RTC Southern Nevada to fit new tech to Las Vegas’ freeways
The new technology will include wrong way sensors and data collection sensors in some of the busiest lanes to help reduce congestion and emissions.
Las Vegas' freeways will benefit from wrong way sensors and better data collection for busy lanes
The Regional Transportation Commission of Southern Nevada (RTC), the Nevada Department of Transportation (NDOT) and partners have received a $6 million grant to expand emerging technologies on Las Vegas freeways.
The five-mile expansion will extend west of downtown Las Vegas between I-15 and Summerlin Parkway on US 95, a critical corridor that carries approximately 230,000 vehicles daily. It’s hoped that these technologies will help enhance safety by mitigating congestion, decreasing the number of crashes, reducing travel time and increasing overall efficiency of the freeway.
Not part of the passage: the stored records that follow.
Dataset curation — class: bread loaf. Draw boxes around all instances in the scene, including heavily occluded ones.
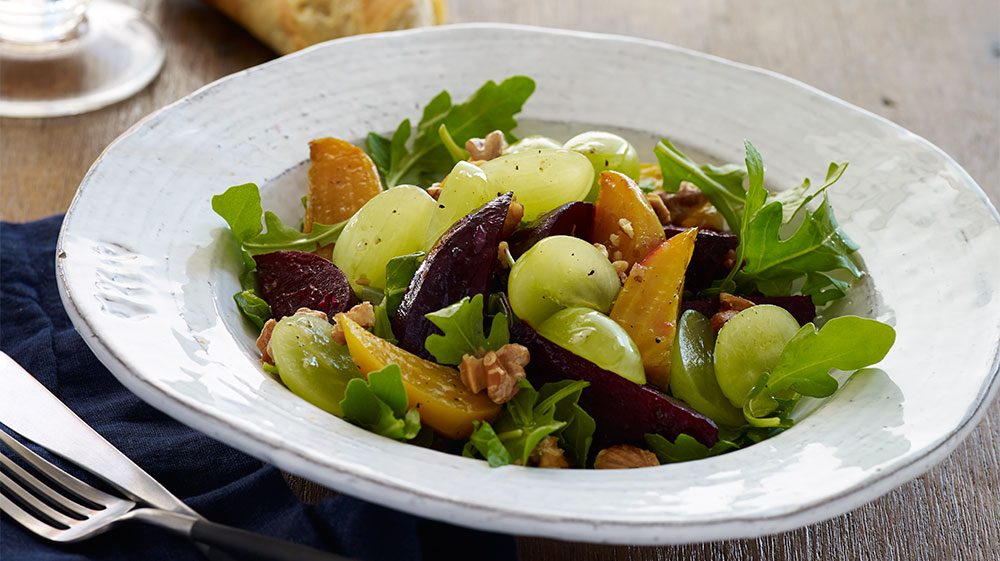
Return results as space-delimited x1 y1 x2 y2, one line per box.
207 0 445 54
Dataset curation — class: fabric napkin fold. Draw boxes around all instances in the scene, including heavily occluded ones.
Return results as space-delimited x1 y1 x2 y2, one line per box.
0 216 517 561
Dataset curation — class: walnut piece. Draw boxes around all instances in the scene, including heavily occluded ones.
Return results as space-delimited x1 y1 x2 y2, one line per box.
465 130 507 162
257 319 278 364
594 444 660 469
528 436 569 469
330 302 375 345
458 343 531 404
709 292 754 333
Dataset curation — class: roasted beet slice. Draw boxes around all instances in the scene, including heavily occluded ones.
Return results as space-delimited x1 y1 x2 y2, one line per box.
511 322 719 446
507 201 594 259
663 225 739 292
254 251 354 319
681 294 816 325
393 193 513 358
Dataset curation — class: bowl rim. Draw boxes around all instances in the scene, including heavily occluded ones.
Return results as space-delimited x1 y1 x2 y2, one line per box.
55 23 1000 544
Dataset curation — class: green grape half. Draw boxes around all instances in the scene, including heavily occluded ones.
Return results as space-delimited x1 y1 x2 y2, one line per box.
481 150 594 222
271 314 361 417
670 310 746 427
563 131 639 201
715 305 799 408
538 308 646 384
333 185 437 295
503 134 562 154
424 162 496 251
507 236 621 326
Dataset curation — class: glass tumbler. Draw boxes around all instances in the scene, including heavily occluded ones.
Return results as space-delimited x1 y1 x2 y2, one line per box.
0 0 164 117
The $6 million in funding comes from the US Department of Transportation’s Federal Highway Administration (FHWA) Advanced Transportation and Congestion Management Technologies Deployment (ATCMTD) program. The ATCMTD program funds early deployments of forward-looking technologies that can serve as national models.
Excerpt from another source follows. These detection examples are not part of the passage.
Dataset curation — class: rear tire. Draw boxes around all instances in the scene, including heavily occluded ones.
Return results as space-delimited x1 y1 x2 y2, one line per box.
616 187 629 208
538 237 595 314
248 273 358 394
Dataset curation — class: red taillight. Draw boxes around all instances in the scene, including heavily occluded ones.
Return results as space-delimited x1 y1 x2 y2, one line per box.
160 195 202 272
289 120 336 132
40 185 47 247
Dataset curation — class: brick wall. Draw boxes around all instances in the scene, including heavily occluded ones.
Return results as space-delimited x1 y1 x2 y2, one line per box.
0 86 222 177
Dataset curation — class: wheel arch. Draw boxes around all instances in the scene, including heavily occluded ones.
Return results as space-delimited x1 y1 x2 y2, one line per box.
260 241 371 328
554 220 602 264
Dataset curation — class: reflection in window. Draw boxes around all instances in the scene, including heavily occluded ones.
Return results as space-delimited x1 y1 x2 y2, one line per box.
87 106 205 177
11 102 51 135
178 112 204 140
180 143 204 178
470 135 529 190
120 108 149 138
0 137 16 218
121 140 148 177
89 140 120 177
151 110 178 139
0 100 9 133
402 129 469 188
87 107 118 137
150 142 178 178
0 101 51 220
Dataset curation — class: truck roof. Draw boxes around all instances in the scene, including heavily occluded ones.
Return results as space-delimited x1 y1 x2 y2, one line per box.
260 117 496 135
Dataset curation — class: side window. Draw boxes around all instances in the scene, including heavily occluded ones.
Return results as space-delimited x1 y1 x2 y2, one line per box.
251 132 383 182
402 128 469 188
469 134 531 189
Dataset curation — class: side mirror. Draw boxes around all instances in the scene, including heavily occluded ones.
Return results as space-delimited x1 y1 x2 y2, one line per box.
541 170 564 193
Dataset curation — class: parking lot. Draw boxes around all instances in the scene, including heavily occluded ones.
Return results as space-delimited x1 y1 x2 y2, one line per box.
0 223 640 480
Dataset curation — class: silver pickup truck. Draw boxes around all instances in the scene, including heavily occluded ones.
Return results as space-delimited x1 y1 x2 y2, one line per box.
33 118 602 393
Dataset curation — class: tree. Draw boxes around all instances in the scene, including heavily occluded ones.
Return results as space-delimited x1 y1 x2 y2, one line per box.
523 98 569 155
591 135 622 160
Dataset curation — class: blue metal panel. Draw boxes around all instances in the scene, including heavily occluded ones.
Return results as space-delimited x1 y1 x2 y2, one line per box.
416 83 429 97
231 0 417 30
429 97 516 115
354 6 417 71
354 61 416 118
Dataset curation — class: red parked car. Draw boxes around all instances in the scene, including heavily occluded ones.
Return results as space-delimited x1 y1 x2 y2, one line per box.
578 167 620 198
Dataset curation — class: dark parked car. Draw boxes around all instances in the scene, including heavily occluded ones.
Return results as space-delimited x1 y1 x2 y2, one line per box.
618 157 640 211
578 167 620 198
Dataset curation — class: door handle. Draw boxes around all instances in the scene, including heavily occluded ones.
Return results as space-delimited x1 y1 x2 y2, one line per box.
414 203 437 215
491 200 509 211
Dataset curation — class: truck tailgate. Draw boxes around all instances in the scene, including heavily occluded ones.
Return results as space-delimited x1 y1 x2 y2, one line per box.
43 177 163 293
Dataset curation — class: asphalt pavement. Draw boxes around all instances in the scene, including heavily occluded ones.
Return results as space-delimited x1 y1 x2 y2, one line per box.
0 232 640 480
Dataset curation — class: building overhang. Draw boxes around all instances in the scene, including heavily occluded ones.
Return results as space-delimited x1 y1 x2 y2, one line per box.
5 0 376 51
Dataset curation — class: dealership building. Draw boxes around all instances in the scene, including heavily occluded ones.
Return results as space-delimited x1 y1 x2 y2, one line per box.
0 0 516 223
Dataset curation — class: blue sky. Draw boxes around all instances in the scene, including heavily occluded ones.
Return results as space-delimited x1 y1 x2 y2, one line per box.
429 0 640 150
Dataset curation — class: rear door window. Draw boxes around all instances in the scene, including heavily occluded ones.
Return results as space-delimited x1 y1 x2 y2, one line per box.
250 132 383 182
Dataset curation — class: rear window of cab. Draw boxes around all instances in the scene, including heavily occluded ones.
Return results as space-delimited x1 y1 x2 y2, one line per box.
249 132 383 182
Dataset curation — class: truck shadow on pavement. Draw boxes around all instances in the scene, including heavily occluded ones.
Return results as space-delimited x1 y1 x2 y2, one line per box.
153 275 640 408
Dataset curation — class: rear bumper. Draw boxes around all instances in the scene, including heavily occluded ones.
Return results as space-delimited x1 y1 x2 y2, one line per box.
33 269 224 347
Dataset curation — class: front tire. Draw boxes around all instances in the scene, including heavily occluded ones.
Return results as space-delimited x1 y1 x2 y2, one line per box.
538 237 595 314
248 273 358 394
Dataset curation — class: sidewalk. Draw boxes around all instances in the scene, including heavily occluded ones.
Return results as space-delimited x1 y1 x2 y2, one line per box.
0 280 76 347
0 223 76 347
“It is essential that we prioritise safety and efficiency on the roadways that Nevadans rely on every day to get to work and home to their families,” said US Senator Catherine Cortez Masto (D-NV).
“This grant will fund emerging technologies on freeways in Las Vegas to improve traffic management, prevent car accidents, and inform first responders of incidents as quickly as possible. I’m proud to have advocated for this vital transportation funding, and I’ll continue to prioritise the safety of Nevadans across the state.”
Some technologies that will be deployed along US 95 include wrong-way sensors that alert drivers immediately if they’re traveling in the wrong direction; occupancy detection sensors in High-Occupancy Vehicle (HOV) lanes that collect data to reduce congestion and emissions; and overhead signs that warn motorists about incidents, speed reduction and lane closures ahead to mitigate crashes resulting from sudden braking.
“As the traffic management agency for the region, it is essential that we continue to collaborate with the state and local governments and our university to employ emerging technologies to improve safety, mitigate traffic and help save lives,” said M.J. Maynard, RTC Southern Nevada chief executive officer.
“This grant will enable us to work closely with our long-standing partners to expand our footprint in informing motorists, emergency responders and traffic technicians about incidents in real time. We are grateful to our federal delegation and community partners for their continued support of these efforts, as we all work together to reduce the number and severity of crashes on our valley’s roadways.”
“NDOT is committed to leveraging every tool available, including emergency technologies, to further our mission of making Nevada safe and connected,” added NDOT Director Kristina Swallow.
“NDOT is proud to work with its local, state, and federal partners in finding creative and high-tech solutions to improve driver efficiency and traffic flows while reducing secondary crashes.”